Faulty sort algorithm. Please help! Odd even sort

I’m trying to create an odd-even sort algorithm in CUDA, but the one I created works partially only.

here’s the code

__global__ void oddevensort(int *in, int *out, int size)

{

	bool oddeven=true;

	bool swappedodd=true;

	bool swappedeven=true;

	while(true)

	{

  if(oddeven==true)

  {

  	__syncthreads();

  	swappedodd=false;

  	int idx=threadIdx.x;

  	if(idx<(size/2))

  	{

    if (in[2*idx]>in[2*idx+1])

    {

    	swap(in[2*idx],in[2*idx+1]);

    	swappedodd=true;

    }

  	}

  	__syncthreads();

  }

  else

  {

  	__syncthreads();

  	swappedeven=false;

  	int idx=threadIdx.x;  	

  	if(idx<(size/2)-1)

  	{

    if (in[2*idx+1]>in[2*idx+2])

    {

    	swap(in[2*idx+1],in[2*idx+2]);

    	swappedeven=true;

    }

  	}

  	__syncthreads();

  }

  if(!(swappedodd||swappedeven))

    break;

  oddeven=!oddeven;//switch mode of sorting

	}

	__syncthreads();

	int idx=threadIdx.y*blockDim.x+threadIdx.x;

	if ( idx <size )

  out[idx]=in[idx];

}

i tried sorting an array of consecutive numbers in descending order and it worked.

However, when I tried random numbers in random order, the code did not function as expected.

Can anyone help me with this?

For more info on Odd-even sort, look at this.

http://en.wikipedia.org/wiki/Odd-even_sort

I am pretty new to this CUDA thing myself, so my answer may be off…

Initially, I assumed that you are scheduling more than 1 block simultaneously, i.e. your array is bigger than 512 elements. But this is apparently not be the case when inspecting your code closely. I am not seeing any use of the blockIdx variable.

Your definition of idx differs inside and outside the while() loop.

int idx=threadIdx.x;

int idx=threadIdx.y*blockDim.x+threadIdx.x;

This confuses me. The second definition of idx suggests a 2-dimensional thread block. The only way I see this working if your blockDim.y is exactly 2 and blockDim.x is half the number of array elements per thread block.

But for each threadIdx.x there are two threads running, one of which would not be required for sorting, just for producing the out array. Isn’t this wasting a lot of GPU resources?

Also there might be race conditions among the two threads with identical threadIdx.x (between the comparison and the actual swap).

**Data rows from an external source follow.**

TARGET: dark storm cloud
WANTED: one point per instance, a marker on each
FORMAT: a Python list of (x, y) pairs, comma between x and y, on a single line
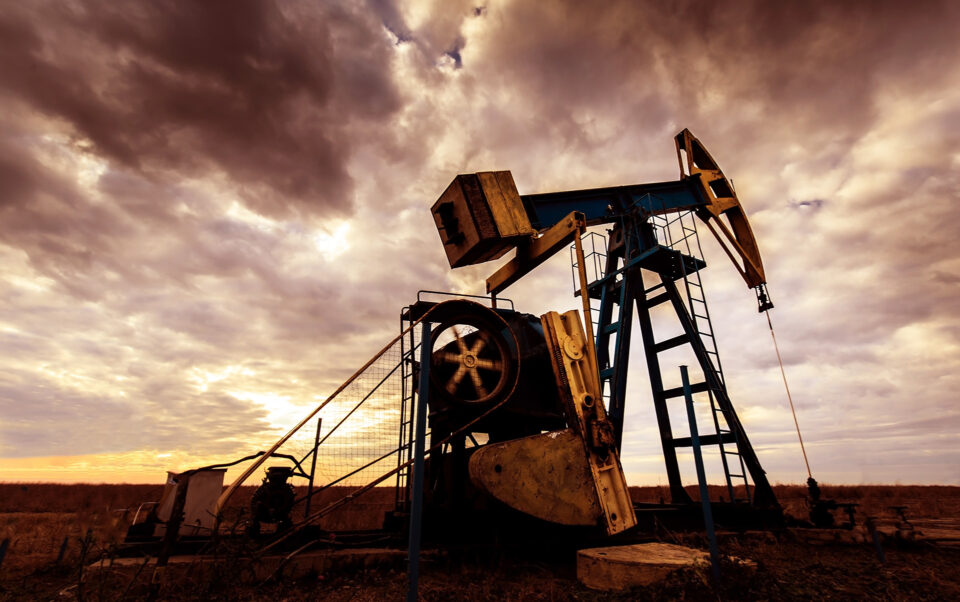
[(253, 90)]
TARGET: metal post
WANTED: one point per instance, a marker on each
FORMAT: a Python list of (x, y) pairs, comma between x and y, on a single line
[(416, 507), (701, 476), (313, 469)]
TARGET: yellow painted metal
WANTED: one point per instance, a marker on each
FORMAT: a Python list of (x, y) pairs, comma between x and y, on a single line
[(737, 238), (579, 387), (537, 250), (546, 476)]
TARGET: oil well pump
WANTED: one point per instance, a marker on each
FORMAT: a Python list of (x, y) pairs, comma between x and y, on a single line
[(478, 411), (651, 258)]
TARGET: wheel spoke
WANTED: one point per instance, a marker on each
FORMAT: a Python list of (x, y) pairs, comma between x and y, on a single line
[(449, 358), (478, 383), (455, 380), (481, 341), (460, 344), (489, 364)]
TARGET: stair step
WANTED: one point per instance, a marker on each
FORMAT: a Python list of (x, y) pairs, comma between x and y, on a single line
[(670, 343), (678, 391), (704, 440), (661, 298)]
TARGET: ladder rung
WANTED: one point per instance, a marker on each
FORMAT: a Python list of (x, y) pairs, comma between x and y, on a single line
[(678, 391), (704, 440), (661, 298), (670, 343)]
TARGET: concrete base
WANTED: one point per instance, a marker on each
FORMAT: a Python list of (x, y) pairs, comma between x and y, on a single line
[(622, 567)]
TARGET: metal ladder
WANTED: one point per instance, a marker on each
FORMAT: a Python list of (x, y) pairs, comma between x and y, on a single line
[(687, 242), (408, 348)]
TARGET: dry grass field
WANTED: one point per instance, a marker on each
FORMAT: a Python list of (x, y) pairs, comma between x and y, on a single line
[(38, 518)]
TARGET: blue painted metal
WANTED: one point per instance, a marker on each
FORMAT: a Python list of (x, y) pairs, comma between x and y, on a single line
[(607, 205), (416, 507), (701, 475)]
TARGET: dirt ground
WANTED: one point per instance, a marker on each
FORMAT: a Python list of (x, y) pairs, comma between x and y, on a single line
[(788, 568)]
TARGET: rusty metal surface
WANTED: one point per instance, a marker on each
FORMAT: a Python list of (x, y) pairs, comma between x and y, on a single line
[(546, 476), (580, 391)]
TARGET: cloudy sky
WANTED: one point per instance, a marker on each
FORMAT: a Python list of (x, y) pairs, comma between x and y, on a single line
[(211, 213)]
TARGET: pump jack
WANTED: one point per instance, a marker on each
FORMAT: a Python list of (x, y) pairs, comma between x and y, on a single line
[(481, 217)]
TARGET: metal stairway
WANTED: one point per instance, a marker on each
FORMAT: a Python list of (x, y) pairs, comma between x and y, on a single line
[(686, 240), (669, 246)]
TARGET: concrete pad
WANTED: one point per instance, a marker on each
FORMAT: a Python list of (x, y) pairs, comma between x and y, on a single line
[(619, 568)]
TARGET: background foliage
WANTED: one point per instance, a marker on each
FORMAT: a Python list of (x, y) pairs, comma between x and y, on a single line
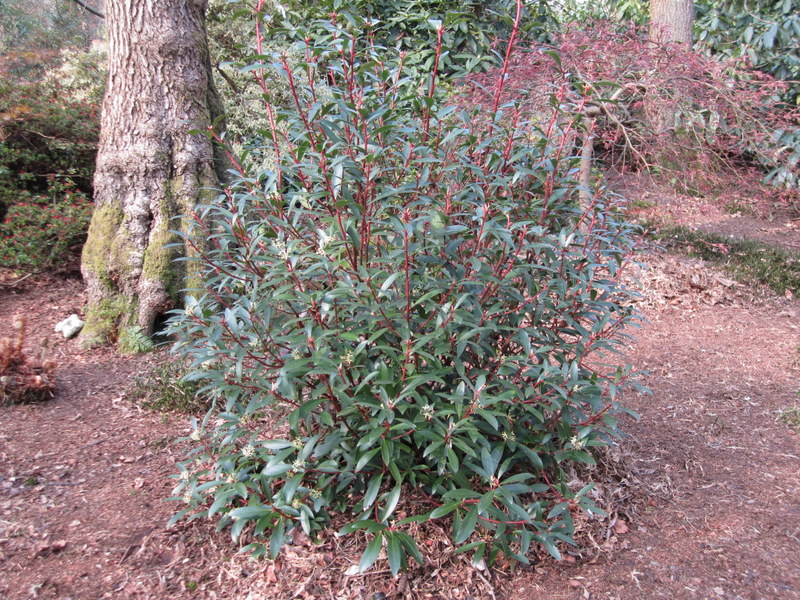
[(408, 310)]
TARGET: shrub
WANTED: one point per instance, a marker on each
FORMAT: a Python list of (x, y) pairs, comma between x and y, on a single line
[(48, 125), (22, 378), (39, 231), (164, 390), (408, 312), (660, 106)]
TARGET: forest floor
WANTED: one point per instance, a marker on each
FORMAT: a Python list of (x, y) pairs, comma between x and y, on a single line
[(704, 494)]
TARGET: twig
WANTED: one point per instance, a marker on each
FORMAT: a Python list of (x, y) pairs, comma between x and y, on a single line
[(96, 13), (18, 281)]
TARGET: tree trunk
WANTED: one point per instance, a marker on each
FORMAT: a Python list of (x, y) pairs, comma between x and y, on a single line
[(150, 168), (671, 21)]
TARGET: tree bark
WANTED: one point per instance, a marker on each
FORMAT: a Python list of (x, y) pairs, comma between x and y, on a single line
[(150, 168), (671, 21)]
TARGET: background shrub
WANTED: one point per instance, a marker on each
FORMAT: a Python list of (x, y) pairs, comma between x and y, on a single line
[(409, 311), (40, 230)]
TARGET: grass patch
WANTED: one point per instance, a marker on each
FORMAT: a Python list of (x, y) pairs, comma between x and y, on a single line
[(749, 261), (163, 390)]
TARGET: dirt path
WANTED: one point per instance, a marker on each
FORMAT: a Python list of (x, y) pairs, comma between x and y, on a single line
[(83, 477)]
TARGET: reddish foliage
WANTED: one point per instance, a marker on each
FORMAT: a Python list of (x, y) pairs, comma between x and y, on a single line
[(662, 105)]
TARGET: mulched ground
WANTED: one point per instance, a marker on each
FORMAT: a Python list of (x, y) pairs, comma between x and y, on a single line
[(704, 492)]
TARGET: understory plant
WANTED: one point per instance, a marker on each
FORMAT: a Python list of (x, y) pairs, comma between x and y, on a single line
[(408, 318), (39, 230), (23, 378), (662, 107)]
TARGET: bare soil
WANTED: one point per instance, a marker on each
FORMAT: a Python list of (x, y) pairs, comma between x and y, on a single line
[(707, 505)]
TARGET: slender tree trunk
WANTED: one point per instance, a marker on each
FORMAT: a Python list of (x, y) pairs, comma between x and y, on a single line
[(150, 168), (671, 21)]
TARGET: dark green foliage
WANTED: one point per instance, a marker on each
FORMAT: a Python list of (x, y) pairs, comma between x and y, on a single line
[(408, 310), (164, 390), (45, 130), (40, 230), (749, 261), (764, 33)]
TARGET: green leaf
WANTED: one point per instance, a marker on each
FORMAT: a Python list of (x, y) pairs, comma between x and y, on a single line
[(445, 509), (391, 503), (372, 490), (371, 553), (394, 553), (251, 512), (467, 526)]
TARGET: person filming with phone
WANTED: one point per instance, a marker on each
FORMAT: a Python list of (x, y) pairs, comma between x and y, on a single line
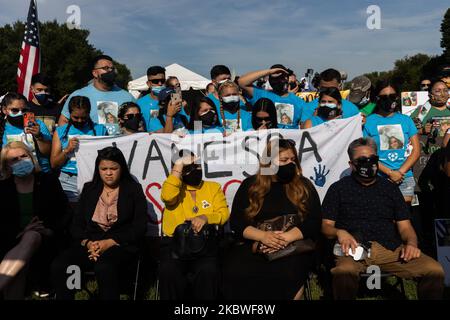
[(20, 125), (169, 119), (373, 207)]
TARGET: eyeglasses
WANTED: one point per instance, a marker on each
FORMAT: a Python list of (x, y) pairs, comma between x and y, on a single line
[(106, 68), (373, 159), (157, 81), (134, 115)]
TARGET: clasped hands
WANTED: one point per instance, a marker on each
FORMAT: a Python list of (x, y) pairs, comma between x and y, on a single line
[(96, 248)]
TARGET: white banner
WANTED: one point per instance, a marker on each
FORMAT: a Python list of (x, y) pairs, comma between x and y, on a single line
[(322, 152)]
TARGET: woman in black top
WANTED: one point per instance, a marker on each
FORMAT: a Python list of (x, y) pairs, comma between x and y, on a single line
[(249, 275), (107, 228), (33, 207)]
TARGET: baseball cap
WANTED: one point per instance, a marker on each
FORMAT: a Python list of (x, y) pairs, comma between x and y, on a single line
[(358, 88)]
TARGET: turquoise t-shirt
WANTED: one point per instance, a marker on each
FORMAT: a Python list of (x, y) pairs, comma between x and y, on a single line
[(392, 136), (13, 133), (289, 109), (104, 104), (71, 164), (348, 109)]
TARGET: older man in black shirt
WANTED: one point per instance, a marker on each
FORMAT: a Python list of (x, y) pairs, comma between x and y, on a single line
[(367, 209)]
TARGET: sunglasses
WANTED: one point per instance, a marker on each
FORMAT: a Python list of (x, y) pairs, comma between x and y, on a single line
[(156, 81), (17, 110), (134, 115), (364, 160), (106, 68)]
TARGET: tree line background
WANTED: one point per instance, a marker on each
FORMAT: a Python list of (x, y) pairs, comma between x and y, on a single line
[(65, 53)]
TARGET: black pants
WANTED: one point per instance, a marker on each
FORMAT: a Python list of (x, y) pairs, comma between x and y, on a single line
[(107, 268), (201, 276)]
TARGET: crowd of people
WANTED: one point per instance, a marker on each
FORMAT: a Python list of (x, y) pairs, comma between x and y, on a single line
[(399, 183)]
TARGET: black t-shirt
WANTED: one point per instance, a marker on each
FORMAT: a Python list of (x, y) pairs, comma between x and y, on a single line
[(369, 211), (276, 203), (48, 114)]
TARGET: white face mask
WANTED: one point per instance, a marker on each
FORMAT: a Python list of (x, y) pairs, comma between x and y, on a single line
[(230, 99), (329, 105)]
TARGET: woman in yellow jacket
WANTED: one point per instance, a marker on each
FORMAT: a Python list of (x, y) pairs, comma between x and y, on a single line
[(188, 198)]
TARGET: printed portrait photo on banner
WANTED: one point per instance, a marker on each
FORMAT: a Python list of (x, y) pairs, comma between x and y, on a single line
[(391, 137)]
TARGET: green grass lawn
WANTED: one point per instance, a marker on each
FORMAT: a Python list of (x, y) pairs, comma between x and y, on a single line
[(389, 291)]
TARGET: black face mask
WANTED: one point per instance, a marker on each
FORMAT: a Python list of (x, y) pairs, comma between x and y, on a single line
[(279, 87), (231, 107), (193, 177), (258, 123), (327, 112), (366, 168), (78, 125), (133, 124), (388, 103), (208, 119), (108, 78), (286, 173), (16, 121)]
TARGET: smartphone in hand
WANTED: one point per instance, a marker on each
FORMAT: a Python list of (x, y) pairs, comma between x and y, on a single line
[(29, 120), (176, 97)]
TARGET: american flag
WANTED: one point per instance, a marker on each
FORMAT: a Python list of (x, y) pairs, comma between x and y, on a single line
[(30, 60)]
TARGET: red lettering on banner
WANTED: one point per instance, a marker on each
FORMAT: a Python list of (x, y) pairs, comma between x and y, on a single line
[(153, 200)]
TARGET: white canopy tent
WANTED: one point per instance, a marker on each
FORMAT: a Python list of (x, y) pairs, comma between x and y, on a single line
[(188, 79)]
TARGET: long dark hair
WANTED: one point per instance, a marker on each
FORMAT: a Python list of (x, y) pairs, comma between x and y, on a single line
[(83, 103), (7, 100), (111, 154), (194, 112), (382, 84), (268, 106), (296, 191)]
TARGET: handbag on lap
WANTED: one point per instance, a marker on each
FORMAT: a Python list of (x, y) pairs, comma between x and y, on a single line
[(283, 223)]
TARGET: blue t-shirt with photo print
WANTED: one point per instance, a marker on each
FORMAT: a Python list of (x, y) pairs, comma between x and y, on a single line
[(100, 100), (13, 133), (392, 136), (70, 166), (348, 109), (289, 108)]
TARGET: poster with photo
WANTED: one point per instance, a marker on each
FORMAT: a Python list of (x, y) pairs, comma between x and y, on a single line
[(108, 115), (391, 137), (285, 113), (49, 121), (27, 139), (440, 125)]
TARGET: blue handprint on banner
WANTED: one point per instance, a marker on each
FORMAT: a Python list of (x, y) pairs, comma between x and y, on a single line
[(320, 178)]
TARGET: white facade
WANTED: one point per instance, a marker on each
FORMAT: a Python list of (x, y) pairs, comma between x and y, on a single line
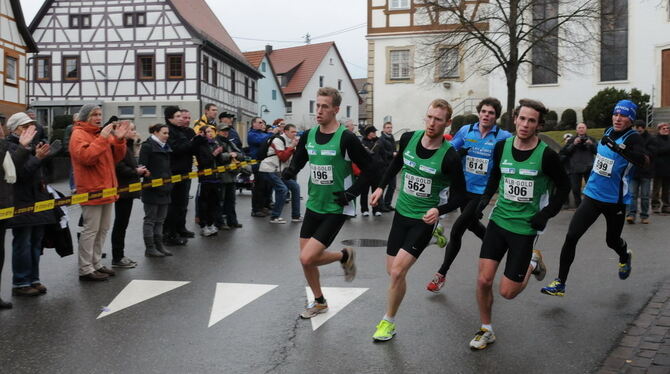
[(334, 74)]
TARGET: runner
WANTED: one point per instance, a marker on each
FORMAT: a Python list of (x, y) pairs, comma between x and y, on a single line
[(523, 171), (330, 150), (606, 193), (429, 166), (475, 144)]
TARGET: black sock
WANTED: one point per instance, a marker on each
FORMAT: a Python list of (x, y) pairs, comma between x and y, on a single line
[(345, 256)]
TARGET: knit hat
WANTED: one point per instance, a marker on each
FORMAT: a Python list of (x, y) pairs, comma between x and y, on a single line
[(86, 110), (18, 119), (626, 108)]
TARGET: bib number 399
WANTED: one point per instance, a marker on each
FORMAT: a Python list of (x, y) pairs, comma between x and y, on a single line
[(519, 190), (321, 174), (417, 186)]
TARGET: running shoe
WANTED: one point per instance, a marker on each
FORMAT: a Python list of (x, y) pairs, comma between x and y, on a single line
[(349, 266), (436, 284), (385, 331), (313, 309), (440, 239), (555, 288), (624, 269), (540, 270), (482, 339)]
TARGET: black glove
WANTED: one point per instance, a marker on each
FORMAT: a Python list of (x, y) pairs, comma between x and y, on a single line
[(539, 221), (342, 198), (611, 144)]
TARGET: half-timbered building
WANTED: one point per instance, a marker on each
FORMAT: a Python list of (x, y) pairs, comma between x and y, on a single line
[(136, 57), (15, 45)]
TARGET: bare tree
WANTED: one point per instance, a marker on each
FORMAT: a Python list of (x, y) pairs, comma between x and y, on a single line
[(515, 34)]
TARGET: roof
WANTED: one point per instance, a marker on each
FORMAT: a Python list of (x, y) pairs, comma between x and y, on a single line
[(21, 24), (303, 60)]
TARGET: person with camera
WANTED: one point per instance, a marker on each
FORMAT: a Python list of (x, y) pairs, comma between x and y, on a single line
[(580, 151)]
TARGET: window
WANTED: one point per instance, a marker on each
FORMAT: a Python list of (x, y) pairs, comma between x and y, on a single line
[(148, 111), (43, 68), (11, 70), (449, 62), (71, 68), (399, 67), (81, 21), (175, 66), (146, 67), (545, 52), (126, 111), (399, 4), (205, 69), (614, 44), (136, 19)]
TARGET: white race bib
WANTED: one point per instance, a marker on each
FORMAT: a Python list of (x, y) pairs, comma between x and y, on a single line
[(417, 186), (519, 190), (321, 174), (476, 165), (603, 166)]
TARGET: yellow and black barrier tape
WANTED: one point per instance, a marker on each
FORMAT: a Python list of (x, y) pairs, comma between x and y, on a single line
[(41, 206)]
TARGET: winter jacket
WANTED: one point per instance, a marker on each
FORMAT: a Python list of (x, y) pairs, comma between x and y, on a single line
[(126, 171), (29, 189), (660, 147), (157, 160), (181, 158), (94, 160)]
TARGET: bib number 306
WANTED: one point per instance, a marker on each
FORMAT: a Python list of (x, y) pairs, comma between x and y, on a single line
[(321, 174), (519, 190)]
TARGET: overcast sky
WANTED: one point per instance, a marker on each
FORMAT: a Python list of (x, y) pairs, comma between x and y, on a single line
[(284, 24)]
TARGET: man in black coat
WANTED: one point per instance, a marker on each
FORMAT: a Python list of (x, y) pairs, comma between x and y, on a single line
[(181, 162)]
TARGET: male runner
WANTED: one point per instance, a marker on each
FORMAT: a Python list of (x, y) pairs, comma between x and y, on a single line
[(523, 171), (606, 193), (429, 166), (330, 150), (475, 144)]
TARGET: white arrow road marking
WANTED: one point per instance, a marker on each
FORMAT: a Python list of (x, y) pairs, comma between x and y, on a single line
[(138, 291), (337, 298), (230, 297)]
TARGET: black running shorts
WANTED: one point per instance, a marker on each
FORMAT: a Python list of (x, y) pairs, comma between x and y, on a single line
[(412, 235), (519, 250), (322, 227)]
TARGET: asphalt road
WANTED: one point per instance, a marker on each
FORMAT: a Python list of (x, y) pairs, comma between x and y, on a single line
[(59, 332)]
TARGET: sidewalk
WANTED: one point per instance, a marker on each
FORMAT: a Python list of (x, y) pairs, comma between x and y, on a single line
[(645, 346)]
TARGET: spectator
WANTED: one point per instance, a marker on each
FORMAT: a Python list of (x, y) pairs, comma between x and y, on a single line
[(388, 152), (257, 137), (28, 229), (127, 173), (278, 158), (640, 183), (155, 157), (94, 154), (660, 146), (374, 146), (231, 155), (209, 118), (181, 162), (580, 152), (228, 120), (208, 154)]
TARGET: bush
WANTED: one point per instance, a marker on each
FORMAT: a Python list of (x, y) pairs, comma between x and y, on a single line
[(598, 112), (568, 119)]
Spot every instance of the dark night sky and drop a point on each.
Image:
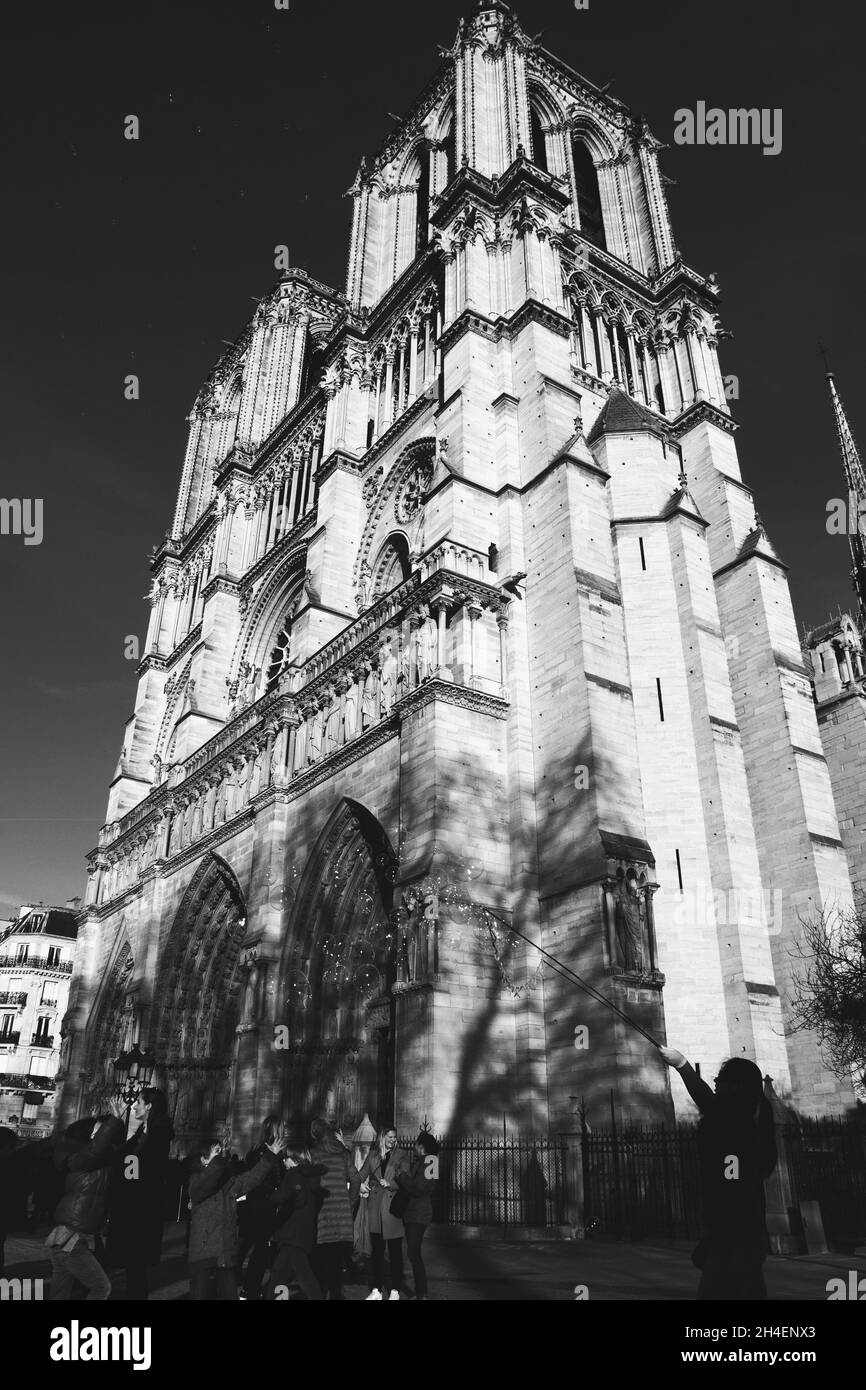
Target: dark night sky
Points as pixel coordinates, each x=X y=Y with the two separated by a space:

For example because both instances initially find a reason to swap and both threads then swap the values. ;) This may be your sorting bug.

Then there’s one more problem that concerns your boolean state variables. How do you make sure that you only terminate when ALL threads report no swapping? Right now you set the swap states to false quite independently in each indidual thread. This may cause quite some confusion. You need to have some means of determining that none of the threads have swapped during the last iteration. Maybe some atomic counters instead of booleans where you count the number of non-swap events? But my CUDA knowledge is not enough to help you with this. Also it is my understanding that the termination variable must be in a block-shared scope, not thread-local.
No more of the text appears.